The title is a reference to another quote from Lanier (who is well enough established in the field to speak quite candidly): “If ordinary people were to get all happy and satisfied, they might take a moment away from the obsession with social media numbers and go frolic in the flowers or even pay direct attention to each other. But if they’re all on edge about whether they’re popular enough, worried about whether the world is imploding, or furious at morons who are thrust into the middle of their connections with friends and families, then they dare not disengage. They are hooked because of provoked natural vigilance. We in Silicon Valley like to watch the ants dig harder into their dirt. They send us money as we watch.”

Motion Access

Motion Access (for quartet and phones) was commissioned and recorded by Hub New Music.

You can access the interactive site by typing the address ( directly into your phone's browser or by scanning the following QR code on your phone:

QR code for Hub New Music interactive recording

Perhaps briefly the internet was made entirely of cats. These cats were free to view, and maybe that was the problem. With the best of intentions, early decisions shaping the architecture of the internet privileged openness and free access to these new technologies, but building the web is hard work and the people developing it needed to somehow get paid. The conventional solution has been to fund web development through advertising. Advertisers quickly realized that marketing on the web can target individuals much more precisely than traditional media like newspapers or television. So an entire industry was built around extracting as much data as possible from internet users, toward the goal of gaining a maximally full portrait of a prospective customer.

Like many composers today, my music frequently addresses how emerging technologies effect our experience of music. My program notes tend to function less as a listening guide to a piece and more as a snapshot of what was on my mind as I composed the work.
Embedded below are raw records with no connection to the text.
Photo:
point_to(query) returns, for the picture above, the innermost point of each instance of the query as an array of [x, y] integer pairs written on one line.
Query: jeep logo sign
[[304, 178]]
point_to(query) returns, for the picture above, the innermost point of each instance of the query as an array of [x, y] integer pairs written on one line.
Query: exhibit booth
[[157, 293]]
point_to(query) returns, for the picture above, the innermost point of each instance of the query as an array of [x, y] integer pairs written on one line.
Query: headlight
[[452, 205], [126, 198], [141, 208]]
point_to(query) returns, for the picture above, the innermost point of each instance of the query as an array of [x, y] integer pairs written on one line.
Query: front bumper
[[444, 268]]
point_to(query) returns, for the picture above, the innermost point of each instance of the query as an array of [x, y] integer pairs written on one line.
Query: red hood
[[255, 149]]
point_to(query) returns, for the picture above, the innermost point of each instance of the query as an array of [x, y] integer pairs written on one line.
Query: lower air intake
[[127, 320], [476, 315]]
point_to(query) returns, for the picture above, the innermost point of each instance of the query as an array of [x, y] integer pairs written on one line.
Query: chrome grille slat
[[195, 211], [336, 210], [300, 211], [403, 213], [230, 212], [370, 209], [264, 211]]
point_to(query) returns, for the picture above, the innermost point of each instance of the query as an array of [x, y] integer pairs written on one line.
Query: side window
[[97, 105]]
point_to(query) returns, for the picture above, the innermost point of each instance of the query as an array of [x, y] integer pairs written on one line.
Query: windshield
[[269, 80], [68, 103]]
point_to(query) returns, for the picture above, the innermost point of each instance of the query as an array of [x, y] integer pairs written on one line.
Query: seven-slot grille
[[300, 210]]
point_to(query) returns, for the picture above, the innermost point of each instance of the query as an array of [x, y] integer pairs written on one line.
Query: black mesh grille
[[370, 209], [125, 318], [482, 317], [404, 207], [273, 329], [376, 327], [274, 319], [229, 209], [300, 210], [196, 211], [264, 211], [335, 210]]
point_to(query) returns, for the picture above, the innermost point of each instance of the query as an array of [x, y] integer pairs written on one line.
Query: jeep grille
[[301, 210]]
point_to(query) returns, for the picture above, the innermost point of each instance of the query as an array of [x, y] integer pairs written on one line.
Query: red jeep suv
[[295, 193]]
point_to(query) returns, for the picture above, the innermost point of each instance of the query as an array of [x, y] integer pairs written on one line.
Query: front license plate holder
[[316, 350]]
Since 2011 I’ve composed motion-controlled interactive electronic music for mobile devices, beginning with iMonkeypants (an iOS app album that I released in 2012). This music is generated from code that incorporates data from a phone or tablet’s built-in accelerometer, which reports the position in which the device is being held. As a result, listeners can shape the sound by tilting their phones as the music plays. For the last two years, I’ve been working on building a web-based platform for similar interactivity, inviting audience participation from concertgoers who don’t need to prepare for the performance in any way (or even know in advance that they will participate). This relies on accessing accelerometer data within a mobile web browser, which worked fine until last March.

With the release of iOS 12.2, Apple restricted access to motion sensor data in the mobile version of Safari by adding a privacy setting called “Motion & Orientation Access,” which is off by default. As it turns out, advertisers had begun using this data in an attempt to infer browsing history, which can be used to refine targeted marketing because a visitor to some type of website may be more amenable to a certain kind of advertisement on another website. In an article called “Privacy Implications of Accelerometer Data: A Review of Possible Inferences,” Jacob Leon Kröger, Philip Raschke, and Towhidur Rahman Bhuiyan write “[c]alibration errors in accelerometers, which are caused by imperfections in the manufacturing process, have been found sufficient to uniquely identify their encapsulating device. Such a ‘fingerprint’ can be used, for instance, to track users across repeated website visits, even when private browsing is activated and other tracking technologies, such as canvas fingerprinting or cookies, are blocked.”

I promise I’m not using your data in any nefarious way (you can see the code here). In fact, I prefer building my own websites from scratch and distributing my work on them to avoid advertising entirely. I’m just trying to make fun interactive music. But art can also exist to push us beyond our comfort zones and to broaden, reorient, and recontextualize our understanding of the rapidly evolving technologies we use so frequently.